Breaking religious barriers
In January, Rabbi Daniel Elkin invited a number of leaders from different faiths to see if they could help put together a multi-faith group for teenagers from congregations around Kingston.
“Religion is often seen as a source of war,” he said. “I want it to improve society, which is the way it should be.”
More than 50 teenagers showed up for the first meeting of the Multi-Faith Group – held in February at the Beth Israel Synagogue – to consider social action initiatives they could work on together.
“We wanted it to be neutral for everyone from the different faith groups,” Elkin said. “We don’t want anyone to advocate their religion as better than another or to evangelize. We want the kids to help the community.”
The teens, gathered from Catholic, Jewish, Muslim, United, Unitarian, Baha’i and Anglican congregations, wanted to work together on the same project. They talked about different issues and decided to concentrate on homelessness.
Dividing into three sub-groups – fundraising, cooking and lobbying – the teens planned individual initiatives that each group could undertake.
Brent Harris, a high school student who has just graduated, was in the fundraising group that decided to hold a car wash, raising more than $500 for a local shelter.
“The secret was that someone came up with the idea to sell tickets in advance, so people who didn’t necessarily want their car washed could still give money,” Harris said.
The cooking group held two evenings during which they cooked lasagna and desserts, donating them to two local shelters, including Dawn House Women’s Shelter.
“It was really nice, and they were very excited to get the food,” said Valerie Kizell, one of the students in the cooking group.
“We got a written thank-you note from both places.”
While helping out local charities, the teenagers are also learning tolerance and acceptance of one another, Elkin said.
“It’s very educational for them because a certain comfort level is reached.
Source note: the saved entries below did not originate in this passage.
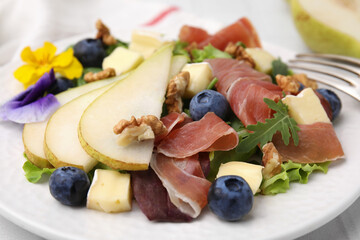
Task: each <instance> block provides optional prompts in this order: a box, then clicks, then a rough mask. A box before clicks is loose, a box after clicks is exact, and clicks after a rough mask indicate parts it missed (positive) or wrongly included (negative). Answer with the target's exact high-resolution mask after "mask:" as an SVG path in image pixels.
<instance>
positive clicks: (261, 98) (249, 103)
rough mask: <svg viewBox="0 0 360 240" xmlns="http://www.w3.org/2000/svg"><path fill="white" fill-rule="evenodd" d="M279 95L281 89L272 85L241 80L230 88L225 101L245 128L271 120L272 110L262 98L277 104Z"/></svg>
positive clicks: (280, 93)
mask: <svg viewBox="0 0 360 240" xmlns="http://www.w3.org/2000/svg"><path fill="white" fill-rule="evenodd" d="M281 94H282V93H281V89H280V88H279V87H278V86H276V85H274V84H272V83H269V82H263V81H257V80H243V81H237V82H235V83H234V84H233V85H232V86H231V88H230V89H229V91H228V94H227V99H228V101H229V103H230V106H231V109H232V110H233V111H234V113H235V114H236V116H237V117H238V118H239V119H240V120H241V122H242V123H243V124H244V125H245V126H247V125H250V124H256V123H257V122H265V119H267V118H271V116H272V110H271V109H270V108H269V107H268V106H267V104H266V103H265V102H264V98H269V99H271V100H274V101H275V102H277V101H279V100H280V98H281Z"/></svg>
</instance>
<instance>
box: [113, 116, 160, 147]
mask: <svg viewBox="0 0 360 240" xmlns="http://www.w3.org/2000/svg"><path fill="white" fill-rule="evenodd" d="M113 130H114V133H115V134H118V135H119V137H118V144H119V145H120V146H127V145H129V144H131V143H133V142H140V141H144V140H149V139H154V138H155V137H156V136H158V135H163V134H166V133H167V128H166V127H165V125H164V124H163V123H162V122H161V121H160V120H159V119H158V118H157V117H156V116H154V115H147V116H142V117H141V118H138V119H136V118H135V117H134V116H132V117H131V119H130V121H128V120H125V119H122V120H120V121H119V122H118V124H116V125H115V126H114V129H113Z"/></svg>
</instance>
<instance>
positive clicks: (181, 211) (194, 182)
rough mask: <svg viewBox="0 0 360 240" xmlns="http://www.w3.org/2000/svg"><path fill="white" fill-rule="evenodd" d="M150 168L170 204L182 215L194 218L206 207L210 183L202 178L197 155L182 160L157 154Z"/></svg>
mask: <svg viewBox="0 0 360 240" xmlns="http://www.w3.org/2000/svg"><path fill="white" fill-rule="evenodd" d="M150 166H151V168H152V169H153V170H154V171H155V173H156V174H157V176H158V177H159V178H160V180H161V182H162V184H163V186H164V187H165V188H166V190H167V192H168V194H169V197H170V200H171V202H172V203H173V204H174V205H175V206H176V207H177V208H178V209H179V210H180V211H181V212H182V213H184V214H186V215H188V216H190V217H192V218H196V217H197V216H199V214H200V212H201V210H202V208H203V207H205V206H206V205H207V194H208V191H209V188H210V186H211V182H210V181H208V180H207V179H205V178H204V174H203V172H202V170H201V166H200V162H199V161H198V155H197V154H196V155H194V156H191V157H188V158H184V159H175V158H170V157H166V156H165V155H163V154H157V155H156V157H153V158H152V160H151V161H150Z"/></svg>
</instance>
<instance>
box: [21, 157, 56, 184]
mask: <svg viewBox="0 0 360 240" xmlns="http://www.w3.org/2000/svg"><path fill="white" fill-rule="evenodd" d="M24 157H25V158H26V159H27V156H26V154H25V153H24ZM23 170H24V172H25V177H26V179H27V180H28V181H29V182H31V183H37V182H38V181H39V180H40V179H41V177H42V176H43V174H48V175H51V174H52V173H53V172H54V171H55V168H53V169H50V168H43V169H41V168H38V167H37V166H35V165H34V164H33V163H32V162H30V161H29V160H26V162H25V163H24V165H23Z"/></svg>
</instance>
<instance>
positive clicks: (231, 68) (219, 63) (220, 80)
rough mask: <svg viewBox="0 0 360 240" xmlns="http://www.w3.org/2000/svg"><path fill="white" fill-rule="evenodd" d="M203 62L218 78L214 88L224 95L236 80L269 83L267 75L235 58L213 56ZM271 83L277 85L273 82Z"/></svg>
mask: <svg viewBox="0 0 360 240" xmlns="http://www.w3.org/2000/svg"><path fill="white" fill-rule="evenodd" d="M205 62H208V63H209V64H210V66H211V68H212V69H213V72H214V76H215V77H216V78H217V79H218V80H219V81H218V82H217V83H216V85H215V87H216V90H217V91H218V92H220V93H221V94H222V95H224V96H225V97H226V96H227V91H228V90H229V88H230V86H231V85H232V84H233V83H235V82H236V81H238V80H245V79H247V80H261V81H266V82H270V83H271V78H270V76H269V75H267V74H265V73H261V72H258V71H256V70H254V69H253V68H251V67H250V66H249V65H248V64H246V63H244V62H241V61H238V60H235V59H226V58H215V59H206V60H205ZM271 85H273V86H275V87H277V86H276V85H274V84H271ZM277 89H279V88H278V87H277Z"/></svg>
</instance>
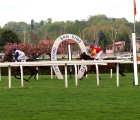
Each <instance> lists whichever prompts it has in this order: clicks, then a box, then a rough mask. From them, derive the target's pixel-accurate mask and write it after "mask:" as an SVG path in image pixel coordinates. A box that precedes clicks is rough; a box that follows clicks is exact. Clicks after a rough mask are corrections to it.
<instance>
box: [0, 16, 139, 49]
mask: <svg viewBox="0 0 140 120" xmlns="http://www.w3.org/2000/svg"><path fill="white" fill-rule="evenodd" d="M34 21H35V20H33V19H32V20H31V23H30V24H27V23H25V22H13V21H12V22H8V23H7V24H5V25H4V27H3V28H1V29H0V46H4V45H5V44H6V43H8V42H11V43H15V42H16V43H20V42H24V43H27V44H33V45H38V44H39V43H40V40H55V39H56V38H57V37H59V36H61V35H62V34H75V35H77V36H79V37H80V38H81V39H82V40H87V42H88V43H94V44H96V45H99V46H101V47H102V48H103V49H104V50H105V46H106V45H108V44H113V43H114V42H117V41H125V42H126V44H125V48H127V49H126V50H129V49H128V48H130V45H131V44H130V43H131V34H132V32H133V27H134V23H131V22H128V21H127V19H125V18H108V17H107V16H106V15H94V16H90V17H89V18H88V20H81V21H79V20H75V21H69V20H68V21H66V22H64V21H57V22H53V23H52V19H51V18H48V19H47V20H41V21H40V22H34ZM8 31H10V33H11V31H12V32H13V33H14V35H13V36H12V33H11V35H10V33H9V35H10V37H8V36H7V34H8V33H7V32H8ZM16 35H17V37H16ZM136 35H137V37H139V36H140V22H138V21H136Z"/></svg>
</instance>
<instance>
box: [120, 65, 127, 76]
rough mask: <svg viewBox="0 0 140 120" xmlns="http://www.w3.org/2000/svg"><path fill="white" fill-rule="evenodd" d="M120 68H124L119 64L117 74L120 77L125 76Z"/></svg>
mask: <svg viewBox="0 0 140 120" xmlns="http://www.w3.org/2000/svg"><path fill="white" fill-rule="evenodd" d="M121 68H124V67H123V66H122V65H121V64H119V74H120V75H121V76H126V75H125V74H124V73H123V72H122V70H121Z"/></svg>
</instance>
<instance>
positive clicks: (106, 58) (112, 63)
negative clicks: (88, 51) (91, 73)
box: [77, 52, 125, 80]
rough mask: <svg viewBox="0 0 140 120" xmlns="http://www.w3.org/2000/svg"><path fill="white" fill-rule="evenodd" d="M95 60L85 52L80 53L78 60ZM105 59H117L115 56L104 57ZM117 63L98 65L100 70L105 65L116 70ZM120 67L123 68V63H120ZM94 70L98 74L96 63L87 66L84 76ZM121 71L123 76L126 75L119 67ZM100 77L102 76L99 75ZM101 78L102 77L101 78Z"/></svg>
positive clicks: (93, 58)
mask: <svg viewBox="0 0 140 120" xmlns="http://www.w3.org/2000/svg"><path fill="white" fill-rule="evenodd" d="M82 59H83V60H94V58H91V57H90V56H89V55H87V54H86V53H85V52H84V53H82V54H80V55H79V57H78V58H77V60H82ZM103 60H115V59H114V58H105V59H103ZM116 65H117V63H107V65H98V68H99V70H100V69H104V68H105V67H107V68H109V69H112V70H116ZM119 67H120V68H123V67H122V66H121V64H119ZM92 71H93V72H94V73H95V74H96V66H95V65H88V66H87V70H86V71H85V73H84V75H83V77H84V76H85V75H86V74H88V73H89V72H92ZM119 73H120V75H121V76H125V75H124V73H123V72H122V71H121V70H120V69H119ZM83 77H82V78H81V79H80V80H82V79H83ZM99 78H100V77H99ZM100 79H101V78H100Z"/></svg>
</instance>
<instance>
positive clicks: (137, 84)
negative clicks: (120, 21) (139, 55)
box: [132, 33, 138, 85]
mask: <svg viewBox="0 0 140 120" xmlns="http://www.w3.org/2000/svg"><path fill="white" fill-rule="evenodd" d="M132 43H133V66H134V85H138V67H137V54H136V35H135V33H132Z"/></svg>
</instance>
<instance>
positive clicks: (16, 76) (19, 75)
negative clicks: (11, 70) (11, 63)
mask: <svg viewBox="0 0 140 120" xmlns="http://www.w3.org/2000/svg"><path fill="white" fill-rule="evenodd" d="M17 75H19V74H14V77H15V78H16V79H21V76H20V75H19V76H20V77H17ZM23 80H25V81H27V82H29V81H28V80H27V79H25V78H23Z"/></svg>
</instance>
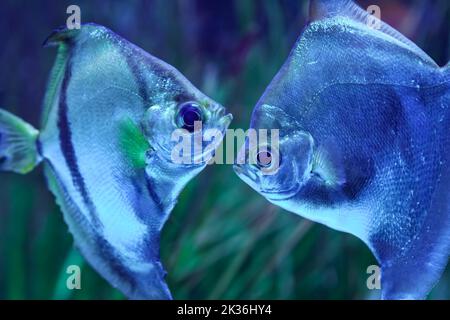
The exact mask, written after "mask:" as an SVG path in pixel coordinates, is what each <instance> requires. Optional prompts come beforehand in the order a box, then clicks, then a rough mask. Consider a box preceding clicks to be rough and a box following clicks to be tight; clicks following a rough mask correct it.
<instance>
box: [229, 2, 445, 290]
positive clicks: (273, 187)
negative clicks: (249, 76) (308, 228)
mask: <svg viewBox="0 0 450 320" xmlns="http://www.w3.org/2000/svg"><path fill="white" fill-rule="evenodd" d="M310 12H311V18H310V23H309V24H308V25H307V27H306V28H305V29H304V31H303V33H302V35H301V36H300V38H299V39H298V41H297V43H296V44H295V47H294V48H293V50H292V51H291V53H290V55H289V57H288V59H287V61H286V62H285V64H284V65H283V67H282V68H281V70H280V71H279V72H278V74H277V75H276V77H275V78H274V79H273V81H272V82H271V84H270V85H269V87H268V88H267V89H266V91H265V92H264V94H263V96H262V97H261V98H260V100H259V102H258V103H257V105H256V107H255V109H254V112H253V115H252V120H251V125H250V127H251V128H253V129H279V135H280V139H279V144H278V145H277V146H271V145H270V142H269V147H267V146H265V149H264V150H265V151H263V152H264V153H263V154H261V153H257V149H255V148H253V149H252V148H251V147H250V146H249V143H248V142H247V143H246V145H245V146H244V147H243V149H242V150H241V151H240V153H239V157H240V158H241V159H244V158H246V157H248V155H249V154H251V153H252V152H253V153H257V155H256V157H255V159H256V161H255V163H254V164H251V163H248V161H247V162H246V163H241V164H237V165H235V171H236V173H237V174H238V176H239V177H240V178H242V179H243V180H244V181H245V182H246V183H248V184H249V185H250V186H251V187H252V188H254V189H255V190H256V191H257V192H259V193H260V194H261V195H263V196H264V197H265V198H266V199H267V200H269V201H270V202H272V203H274V204H275V205H278V206H280V207H282V208H284V209H286V210H288V211H290V212H294V213H296V214H298V215H301V216H303V217H305V218H307V219H310V220H312V221H315V222H319V223H322V224H325V225H327V226H329V227H331V228H334V229H336V230H339V231H343V232H347V233H351V234H353V235H355V236H357V237H358V238H360V239H361V240H362V241H364V242H365V243H366V244H367V246H368V247H369V248H370V249H371V251H372V252H373V254H374V255H375V257H376V258H377V260H378V262H379V264H380V266H381V290H382V298H384V299H422V298H425V297H426V296H427V294H428V293H429V291H430V290H431V289H432V287H433V286H434V285H435V284H436V282H437V281H438V280H439V278H440V276H441V274H442V272H443V270H444V269H445V266H446V264H447V261H448V257H449V251H450V250H449V248H450V66H449V65H447V66H446V67H443V68H440V67H439V66H438V65H437V64H436V63H435V62H434V61H433V60H432V59H431V58H430V57H429V56H428V55H427V54H426V53H424V52H423V51H422V50H421V49H419V48H418V47H417V46H416V45H415V44H414V43H412V42H411V41H410V40H408V39H407V38H406V37H404V36H403V35H401V34H400V33H399V32H397V31H396V30H394V29H393V28H391V27H390V26H388V25H387V24H385V23H382V22H381V21H379V20H378V22H379V23H380V25H379V27H380V28H378V29H374V28H372V27H370V26H369V25H368V24H367V22H368V19H369V18H370V17H369V15H368V13H367V12H366V11H365V10H363V9H361V8H360V7H359V6H358V5H357V4H355V3H354V2H353V1H349V0H321V1H320V0H316V1H311V4H310ZM275 151H276V152H275ZM238 159H239V158H238ZM274 164H275V165H276V168H275V167H274V168H272V169H274V170H267V168H271V166H274ZM264 170H265V171H264ZM349 258H350V257H349Z"/></svg>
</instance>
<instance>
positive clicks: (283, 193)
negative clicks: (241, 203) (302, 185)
mask: <svg viewBox="0 0 450 320" xmlns="http://www.w3.org/2000/svg"><path fill="white" fill-rule="evenodd" d="M233 169H234V171H235V172H236V174H237V175H238V176H239V178H241V179H242V180H243V181H244V182H245V183H247V184H248V185H249V186H250V187H252V188H253V189H254V190H255V191H257V192H259V193H261V195H262V196H264V197H265V198H266V199H267V200H269V201H282V200H289V199H291V198H293V197H294V196H295V195H296V194H297V193H298V192H299V191H300V188H301V185H300V183H298V182H296V183H295V184H294V186H293V187H292V188H289V189H286V190H265V189H261V188H260V187H259V186H258V185H259V178H258V176H257V175H256V173H254V172H252V171H251V170H249V169H247V168H246V167H245V165H239V164H235V165H233Z"/></svg>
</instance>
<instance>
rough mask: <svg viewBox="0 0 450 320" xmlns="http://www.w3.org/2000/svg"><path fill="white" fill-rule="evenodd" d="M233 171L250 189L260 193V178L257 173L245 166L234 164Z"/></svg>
mask: <svg viewBox="0 0 450 320" xmlns="http://www.w3.org/2000/svg"><path fill="white" fill-rule="evenodd" d="M233 170H234V172H236V174H237V175H238V177H239V178H241V179H242V180H243V181H244V182H245V183H247V184H248V185H249V186H250V187H252V188H253V189H255V191H257V192H260V190H259V188H258V182H259V179H258V176H257V175H256V173H254V172H252V171H250V170H248V169H247V168H246V167H245V165H241V164H234V165H233Z"/></svg>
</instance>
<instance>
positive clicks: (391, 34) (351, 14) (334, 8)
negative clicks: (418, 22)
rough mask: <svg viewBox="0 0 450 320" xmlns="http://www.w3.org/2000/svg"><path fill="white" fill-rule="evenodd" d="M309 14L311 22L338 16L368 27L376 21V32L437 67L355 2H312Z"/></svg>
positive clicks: (323, 0) (435, 63) (385, 24)
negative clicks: (389, 39) (373, 21)
mask: <svg viewBox="0 0 450 320" xmlns="http://www.w3.org/2000/svg"><path fill="white" fill-rule="evenodd" d="M309 14H310V21H311V22H313V21H318V20H322V19H326V18H332V17H336V16H342V17H346V18H350V19H352V20H354V21H355V22H359V23H362V24H364V25H366V26H368V22H369V21H370V20H369V19H373V20H372V21H376V22H377V24H378V26H379V28H377V29H376V31H378V32H382V33H384V34H385V35H387V36H389V37H391V38H393V39H395V40H397V41H399V42H400V43H401V44H403V45H404V46H405V47H407V48H408V49H409V50H410V51H411V52H413V53H414V54H416V55H417V56H419V57H420V58H422V59H423V60H425V61H429V62H432V63H433V64H434V65H436V63H435V62H434V61H433V59H431V58H430V56H428V55H427V54H426V53H425V52H424V51H423V50H422V49H420V48H419V47H418V46H417V45H416V44H415V43H414V42H412V41H411V40H409V39H408V38H406V37H405V36H404V35H402V34H401V33H400V32H398V31H397V30H395V29H394V28H392V27H391V26H390V25H388V24H387V23H385V22H383V21H380V20H378V18H377V17H375V16H372V15H371V14H369V13H368V12H367V11H366V10H363V9H362V8H361V7H360V6H358V5H357V4H356V3H355V2H354V1H353V0H311V1H310V9H309ZM368 28H369V26H368ZM373 30H375V29H373ZM436 66H437V65H436Z"/></svg>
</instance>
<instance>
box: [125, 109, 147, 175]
mask: <svg viewBox="0 0 450 320" xmlns="http://www.w3.org/2000/svg"><path fill="white" fill-rule="evenodd" d="M119 139H120V148H121V150H122V151H123V153H124V155H125V157H126V158H127V159H129V160H130V162H131V164H132V165H133V166H134V167H135V168H145V165H146V163H145V158H146V152H147V151H148V150H149V149H150V148H151V146H150V144H149V143H148V141H147V139H146V138H145V136H144V134H143V133H142V130H141V128H140V127H139V126H138V125H136V123H134V122H133V120H131V119H129V118H128V119H126V120H124V121H123V122H122V123H121V124H120V137H119Z"/></svg>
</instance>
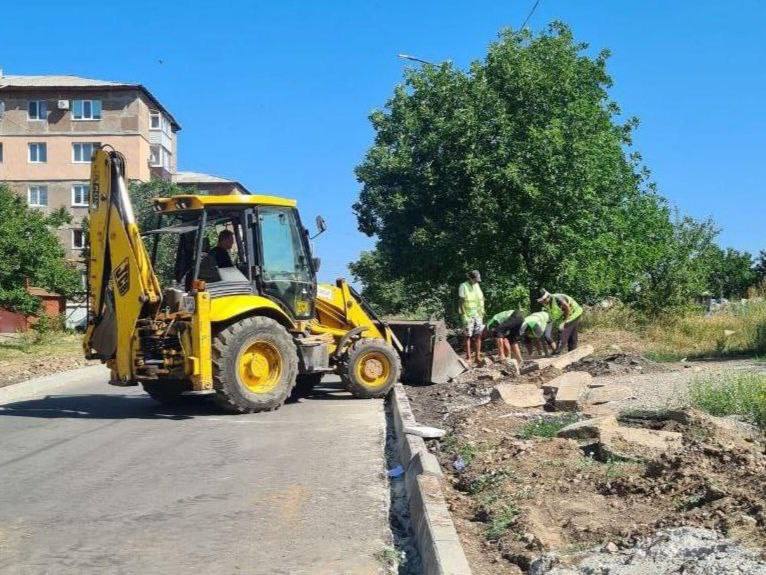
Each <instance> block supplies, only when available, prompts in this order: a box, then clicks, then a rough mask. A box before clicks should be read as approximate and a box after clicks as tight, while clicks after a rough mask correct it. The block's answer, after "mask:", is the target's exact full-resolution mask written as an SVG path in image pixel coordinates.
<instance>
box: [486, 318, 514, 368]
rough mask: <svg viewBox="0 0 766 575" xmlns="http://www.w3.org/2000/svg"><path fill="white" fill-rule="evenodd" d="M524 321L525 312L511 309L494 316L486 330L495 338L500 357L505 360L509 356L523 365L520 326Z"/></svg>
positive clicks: (508, 356) (502, 360) (492, 336)
mask: <svg viewBox="0 0 766 575" xmlns="http://www.w3.org/2000/svg"><path fill="white" fill-rule="evenodd" d="M523 322H524V314H522V313H521V312H520V311H519V310H513V309H509V310H506V311H501V312H500V313H496V314H495V315H493V316H492V319H490V320H489V321H488V322H487V327H486V328H485V330H484V334H485V335H486V336H492V337H494V338H495V343H496V344H497V351H498V354H499V355H500V359H501V360H502V361H505V359H506V358H507V357H509V356H513V358H514V359H515V360H516V361H518V362H519V365H521V363H522V360H521V350H520V349H519V328H520V327H521V324H522V323H523Z"/></svg>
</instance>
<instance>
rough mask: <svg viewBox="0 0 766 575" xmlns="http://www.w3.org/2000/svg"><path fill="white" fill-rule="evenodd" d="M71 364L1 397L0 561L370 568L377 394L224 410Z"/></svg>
mask: <svg viewBox="0 0 766 575" xmlns="http://www.w3.org/2000/svg"><path fill="white" fill-rule="evenodd" d="M70 373H74V374H75V375H74V376H68V377H69V379H75V381H74V382H73V383H70V384H67V385H61V386H59V387H57V388H56V389H55V390H52V391H47V392H45V394H44V395H40V394H39V393H38V394H37V396H36V397H32V398H28V397H27V398H25V397H23V396H19V394H18V392H17V391H14V393H15V394H16V397H11V398H10V399H7V398H6V399H5V400H3V401H5V402H6V403H5V405H0V573H1V574H3V575H5V574H11V573H12V574H16V573H18V574H24V575H32V574H38V573H39V574H43V573H45V574H48V573H50V574H57V575H58V574H69V573H77V574H90V573H97V574H105V573H109V574H112V573H115V574H122V573H125V574H131V575H132V574H144V573H162V574H164V575H165V574H175V573H179V574H181V573H183V574H189V573H204V574H206V575H207V574H232V573H242V574H251V573H258V574H260V573H264V574H266V573H274V574H291V575H292V574H303V573H305V574H311V575H324V574H327V575H337V574H345V573H348V574H360V575H361V574H368V573H379V572H381V570H382V566H381V562H380V561H379V560H378V559H377V558H376V556H380V553H381V552H382V551H383V549H384V548H385V546H386V545H387V544H388V543H389V539H390V533H389V530H388V519H387V518H388V490H387V486H386V480H385V474H384V465H385V461H384V442H385V419H384V414H383V404H382V401H381V400H356V399H352V398H351V397H350V396H349V395H347V394H346V393H345V392H342V391H337V390H332V389H328V390H327V391H320V392H318V393H315V394H314V395H313V396H312V397H311V398H308V399H304V400H301V401H300V402H299V403H296V404H288V405H285V406H284V407H282V409H280V410H278V411H276V412H273V413H264V414H249V415H229V414H225V413H222V412H220V411H219V410H218V409H217V408H216V407H215V406H214V405H212V402H211V401H210V398H207V397H193V398H189V402H188V404H187V405H184V406H183V407H181V408H174V409H169V408H163V407H161V406H159V405H158V404H156V403H155V402H154V401H153V400H151V399H150V398H149V397H148V396H146V395H144V394H143V393H142V392H141V390H140V388H134V387H129V388H116V387H111V386H109V385H107V384H106V383H105V380H106V371H105V370H104V369H103V368H101V367H90V368H86V369H84V370H78V371H77V372H70ZM62 377H66V376H62ZM61 381H64V380H63V379H62V380H61ZM22 385H24V384H22ZM19 389H21V388H19ZM3 401H0V403H2V402H3Z"/></svg>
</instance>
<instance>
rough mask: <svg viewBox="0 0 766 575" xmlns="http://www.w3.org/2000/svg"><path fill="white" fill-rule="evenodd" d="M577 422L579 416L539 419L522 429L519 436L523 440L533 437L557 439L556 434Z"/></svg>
mask: <svg viewBox="0 0 766 575" xmlns="http://www.w3.org/2000/svg"><path fill="white" fill-rule="evenodd" d="M576 421H577V416H576V415H574V414H567V415H564V416H561V417H557V418H555V419H538V420H536V421H530V422H529V423H527V424H526V425H524V427H522V428H521V429H520V430H519V431H518V433H517V435H518V436H519V437H520V438H522V439H530V438H532V437H556V434H557V433H558V432H559V431H561V430H562V429H563V428H565V427H566V426H567V425H569V424H570V423H574V422H576Z"/></svg>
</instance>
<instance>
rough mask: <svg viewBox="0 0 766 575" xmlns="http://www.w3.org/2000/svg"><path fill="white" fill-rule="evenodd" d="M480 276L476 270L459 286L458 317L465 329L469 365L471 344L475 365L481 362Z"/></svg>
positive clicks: (480, 315)
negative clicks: (475, 354)
mask: <svg viewBox="0 0 766 575" xmlns="http://www.w3.org/2000/svg"><path fill="white" fill-rule="evenodd" d="M479 282H481V274H480V273H479V272H478V270H473V271H471V272H468V281H465V282H463V283H461V284H460V288H459V289H458V297H459V298H460V316H461V317H462V319H463V327H464V329H465V352H466V357H467V358H468V363H469V364H470V363H471V343H473V344H474V348H475V349H476V363H479V362H480V361H481V334H482V331H484V293H482V291H481V287H480V286H479Z"/></svg>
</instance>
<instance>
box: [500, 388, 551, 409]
mask: <svg viewBox="0 0 766 575" xmlns="http://www.w3.org/2000/svg"><path fill="white" fill-rule="evenodd" d="M490 397H491V398H492V399H493V400H495V401H503V402H504V403H506V404H507V405H510V406H511V407H517V408H529V407H542V406H543V405H545V396H544V395H543V390H542V389H540V388H539V387H537V386H536V385H534V384H533V383H522V384H513V383H501V384H500V385H497V386H495V388H494V389H493V390H492V394H491V395H490Z"/></svg>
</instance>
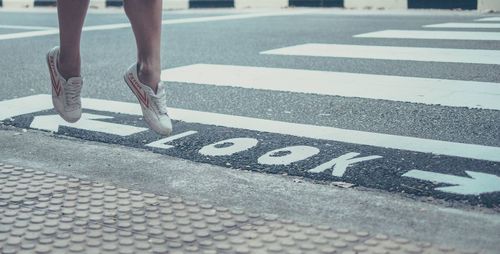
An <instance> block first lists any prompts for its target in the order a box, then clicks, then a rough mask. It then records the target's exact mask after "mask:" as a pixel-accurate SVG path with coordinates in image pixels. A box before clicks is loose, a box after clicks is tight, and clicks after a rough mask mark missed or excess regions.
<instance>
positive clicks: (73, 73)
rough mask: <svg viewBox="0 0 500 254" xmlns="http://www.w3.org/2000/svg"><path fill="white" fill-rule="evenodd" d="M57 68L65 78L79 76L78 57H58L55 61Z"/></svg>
mask: <svg viewBox="0 0 500 254" xmlns="http://www.w3.org/2000/svg"><path fill="white" fill-rule="evenodd" d="M57 69H58V70H59V73H61V75H62V76H63V77H64V78H65V79H69V78H72V77H80V75H81V71H80V59H78V60H70V61H68V60H65V59H63V58H61V57H59V60H58V61H57Z"/></svg>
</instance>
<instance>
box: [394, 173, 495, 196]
mask: <svg viewBox="0 0 500 254" xmlns="http://www.w3.org/2000/svg"><path fill="white" fill-rule="evenodd" d="M465 173H467V175H469V176H470V177H471V178H469V177H462V176H455V175H447V174H440V173H435V172H429V171H422V170H411V171H409V172H407V173H406V174H404V175H403V176H405V177H411V178H416V179H420V180H424V181H432V182H437V183H446V184H451V185H454V186H448V187H439V188H436V190H439V191H443V192H448V193H454V194H460V195H480V194H484V193H491V192H499V191H500V177H498V176H496V175H492V174H486V173H481V172H475V171H465Z"/></svg>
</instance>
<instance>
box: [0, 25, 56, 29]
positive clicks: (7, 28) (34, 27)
mask: <svg viewBox="0 0 500 254" xmlns="http://www.w3.org/2000/svg"><path fill="white" fill-rule="evenodd" d="M0 28H4V29H19V30H51V29H57V27H50V26H15V25H0Z"/></svg>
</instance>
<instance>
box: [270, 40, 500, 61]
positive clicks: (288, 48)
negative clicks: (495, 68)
mask: <svg viewBox="0 0 500 254" xmlns="http://www.w3.org/2000/svg"><path fill="white" fill-rule="evenodd" d="M261 54H272V55H293V56H318V57H347V58H365V59H385V60H406V61H425V62H449V63H478V64H500V50H478V49H445V48H412V47H388V46H387V47H386V46H362V45H341V44H312V43H311V44H303V45H297V46H292V47H286V48H280V49H274V50H269V51H264V52H261Z"/></svg>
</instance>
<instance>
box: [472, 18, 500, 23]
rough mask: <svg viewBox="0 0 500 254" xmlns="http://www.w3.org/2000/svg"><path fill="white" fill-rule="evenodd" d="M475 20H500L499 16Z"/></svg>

They go into a new place of worship not knowing how to feel, but they leave knowing that it’s a regular place, not strange at all,” Elkin said.
“This helps break down barriers.”
That concept seems to be working with Harris, who said that all the teens were surprised how similar they were to one another.
“It’s amazing to share our religion, and it’s amazing how many similarities there are. If people talked more about it, they would realize that,” he said.
“This is fun socially, and very timely.”
The two subsequent meetings were held in places of different faith: once at Regiopolis Notre Dame High School, a Catholic school, and once in a Muslim mosque.
When the adult leaders suggested that the teens pick a representative, they chose a more communal approach: they picked one representative from each faith group and one from each high school to spread awareness about the group and its fundraisers.
The Multi-Faith Group plans to continue work in September, opening up its membership to students in grades 7 and 8.